4-(2-Cinnamamido-1-((2,2,6,6-tetramethylpiperidin-1-yl)oxy)ethyl)phenyl Acetate (41)
A preformed solution of PPh3 (191 mg, 0.729 mmol, 1.5 equiv) and H2O (34 μL, 2.431 mmol, 5.0 equiv) in THF (5 mL) was treated with compound 7 (175 mg, 0.486 mmol, 1.0 equiv, prepared by oxyazidation of 4-acetoxy styrene) at 50 °C. The reaction was stirred until the complete conversion of the starting material as observed by TLC. The reaction mixture was concentrated in vacuo and kept on high vacuum for an hour. A preformed solution of cinnamic acid (56 mg, 0.379 mmol, 1.0 equiv) in DMF (3 mL) and EDC·HCl (73 mg, 0.379 mmol, 1.0 equiv) was added at 0 °C followed by HOBt (51 mg, 0.379 mmol, 1.0 equiv), and the reaction mixture was stirred for 1 h. To the abovementioned crude reaction mixture, amine was added in N,N-DIPEA (203 μL, 153 mg, 1.137 mmol, 3 equiv), and the reaction was continuously stirred at room temperature until the complete conversion of the starting material, typically for 24 h (as observed by TLC).10a The reaction mixture was diluted with EtOAc (10 mL), quenched with saturated NaHCO3 (5 mL), and extracted with EtOAc (3 × 30 mL). The combined organic layers were washed with a brine solution, dried over anhydrous Na2SO4, concentrated in vacuo, and purified by silica gel column chromatography to afford the amide 41 as a transparent semi-solid (119 mg, 0.258 mmol, 68%). Rf (40% EtOAc/hexane) 0.5; IR (film): 3283, 2929, 1757, 1451, 1757, 1660, 1619, 1541, 1505, 1364, 1198, 1130, 979, 913, 846, 761, 711, 546, 486, 414 cm–1; 1H NMR (400 MHz,) δ 7.57 (d, J = 15.6 Hz, 1H), 7.46 (d, J = 1.1 Hz, 2H), 7.34 (dd, J = 7.6, 2.8 Hz, 5H), 7.06 (d, J = 8.1 Hz, 2H), 6.51 (s, 1H), 6.29 (d, J = 15.6 Hz, 1H), 4.98 (t, J = 6.4 Hz, 1H), 4.05–3.97 (m, 1H), 3.69–3.61 (m, 1H), 2.28 (d, J = 0.5 Hz, 3H), 1.55–1.27 (m, 9H), 1.21 (d, J = 21.3 Hz, 3H), 1.06 (s, 3H), 0.85 (s, 3H); 13C NMR (101 MHz, CDCl3) δ 169.4, 165.5, 150.1, 140.9, 138.3, 134.8, 129.6, 128.7, 128.3, 127.7, 121.4, 120.7, 83.0, 60.4, 60.1, 45.0, 40.5, 34.2, 33.7, 21.1, 20.5, 20.3, 17.1; HRMS (ESI) m/z [M + H]+ calculated for [C28H36N2O4]+: 465.2745; found: 465.2747.
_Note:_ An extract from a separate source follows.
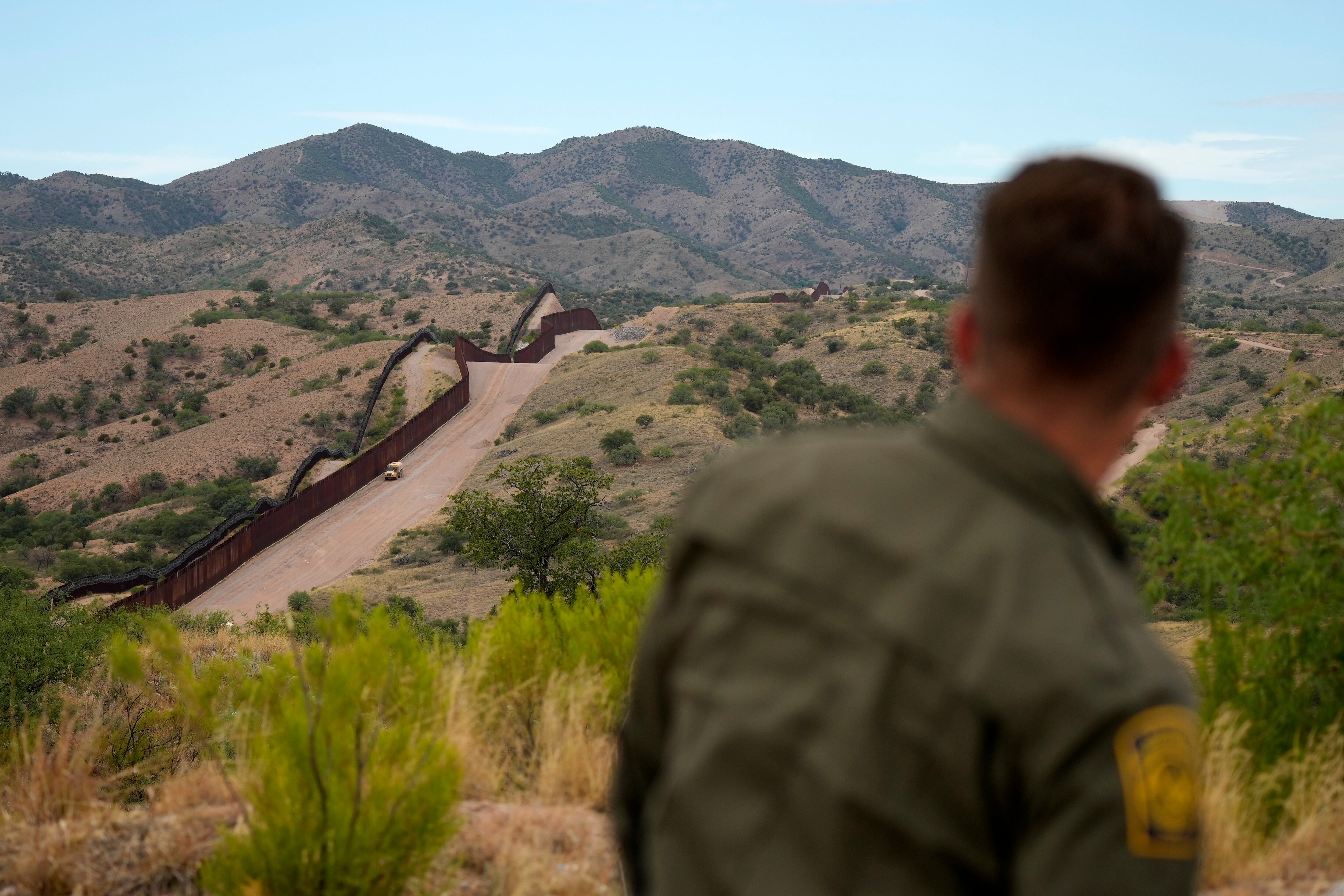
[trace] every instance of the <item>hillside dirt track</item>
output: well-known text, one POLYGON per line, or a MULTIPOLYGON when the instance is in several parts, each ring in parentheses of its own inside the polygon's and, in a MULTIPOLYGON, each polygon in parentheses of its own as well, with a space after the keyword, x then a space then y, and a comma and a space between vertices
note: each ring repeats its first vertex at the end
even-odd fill
POLYGON ((469 364, 472 403, 406 457, 402 480, 374 480, 188 606, 194 613, 281 610, 292 592, 320 588, 368 564, 399 531, 437 513, 551 367, 594 339, 614 343, 612 330, 581 330, 558 336, 540 364, 469 364))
1-(1-(2-Chlorophenyl)-2(4-(2-chlorophenyl)-1H-1,2,3-triazol-1-yl)ethoxy)-2,2,6,6-tetramethylpiperidine (42A)
To a preformed solution of compound 9 (303 mg, 300 μL, 1.859 mmol, 1.0 equiv, prepared by oxyazidation of 2-chloro styrene) and 1-ethynyl-2-chlorobenzene (303 mg, 270 μL 2.231 mmol, 1.2 equiv) in MeCN (5 mL) were added CuI (530 mg, 2.7885 mmol, 1.5 equiv) and N,N-DIPEA (970 μL 5.577 mmol, 719 mg, 3.0 equiv). The reaction mixture was stirred at room temperature for 3 h until the complete conversion of the starting material as observed by TLC.16a,16d The reaction mixture was diluted with EtOAc (10 mL), quenched with saturated NaHCO3 (5 mL), and extracted with EtOAc (3 × 30 mL). The combined organic layers were washed with a brine solution, dried over anhydrous Na2SO4, concentrated in vacuo, and purified by silica gel column chromatography to afford the triazole 42A as a white solid (772 mg, 1.635 mmol, 88%). Rf (15% EtOAc/hexane) 0.5; Mp: 90–92 °C; IR (film): 3171, 3075, 2958, 2925, 2863, 1793, 1461, 1442, 1360, 1259, 1233, 1190, 1085, 1053, 1021, 978, 967, 917, 882, 803, 752, 722, 711, 673 cm–1; 1H NMR (400 MHz) δ 8.09 (dd, J = 7.8, 1.7 Hz, 1H), 7.85 (s, 1H), 7.35–7.30 (m, 1H), 7.27–7.15 (m, 4H), 7.12–7.04 (m, 3H), 5.61–5.55 (m, 1H), 4.98 (dd, J = 14.1, 3.8 Hz, 1H), 4.87 (dd, J = 14.1, 5.9 Hz, 1H), 3.47 (d, J = 5.1 Hz, 1H), 1.51–1.39 (m, 7H), 1.21 (d, J = 3.7 Hz, 4H), 0.96 (s, 3H), 0.85–0.79 (m, 4H), 0.71 (s, 3H); 13C NMR (101 MHz) δ 143.5, 137.2, 132.1, 131.1, 130.0, 129.8, 129.4, 129.3, 129.0, 128.8, 127.0, 126.9, 124.1, 65.2, 53.2, 41.9, 40.5, 30.1, 29.7, 29.1, 23.3, 23.1, 17.0, 14.1, 11.1; HRMS (ESI) m/z [M + H]+ calculated for [C25H30Cl2N4O]+: 473.1869; found: 473.1868.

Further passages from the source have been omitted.